## Trigonometry (11th Edition) Clone

$$\frac{1+\sin\theta}{1-\sin\theta}-\frac{1-\sin\theta}{1+\sin\theta}=4\tan\theta\sec\theta$$ 2 sides are equal, so the expression is an identity.

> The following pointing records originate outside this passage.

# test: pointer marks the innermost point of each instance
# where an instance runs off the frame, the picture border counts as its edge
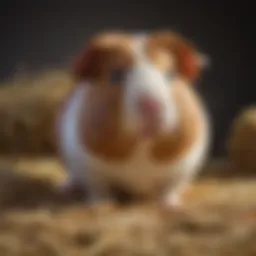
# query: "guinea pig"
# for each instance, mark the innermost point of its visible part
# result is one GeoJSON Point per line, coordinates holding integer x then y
{"type": "Point", "coordinates": [133, 118]}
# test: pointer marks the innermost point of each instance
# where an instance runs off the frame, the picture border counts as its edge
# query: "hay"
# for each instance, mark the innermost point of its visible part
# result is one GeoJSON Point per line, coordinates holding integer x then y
{"type": "Point", "coordinates": [242, 141]}
{"type": "Point", "coordinates": [28, 105]}
{"type": "Point", "coordinates": [218, 219]}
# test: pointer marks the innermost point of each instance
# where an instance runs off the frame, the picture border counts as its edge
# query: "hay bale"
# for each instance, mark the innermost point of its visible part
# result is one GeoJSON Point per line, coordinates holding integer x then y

$$\frac{1+\sin\theta}{1-\sin\theta}-\frac{1-\sin\theta}{1+\sin\theta}=4\tan\theta\sec\theta$$ We simplify the left side first, since it is obviously more complex-looking. $$A=\frac{1+\sin\theta}{1-\sin\theta}-\frac{1-\sin\theta}{1+\sin\theta}$$ $$A=\frac{(1+\sin\theta)^2-(1-\sin\theta)^2}{(1-\sin\theta)(1+\sin\theta)}$$ (we know that $a^2-b^2=(a-b)(a+b)$) $$A=\frac{[(1+\sin\theta)-(1-\sin\theta)][(1+\sin\theta)+(1-\sin\theta)]}{1-\sin^2\theta}$$ $$A=\frac{[1+\sin\theta-1+\sin\theta][1+\sin\theta+1-\sin\theta]}{1-\sin^2\theta}$$ $$A=\frac{2\sin\theta\times2}{1-\sin^2\theta}$$ $$A=\frac{4\sin\theta}{\cos^2\theta}$$ (from Pythagorean Identity: $1-\sin^2\theta=\cos^2\theta$) $$A=4\frac{\sin\theta}{\cos\theta}\frac{1}{\cos\theta}$$ We would apply the identities: $\frac{\sin\theta}{\cos\theta}=\tan\theta$ and $\frac{1}{\cos\theta}=\sec\theta$. That means, $$A=4\tan\theta\sec\theta$$ The expression is hence proved to be an identity, since both sides are equal.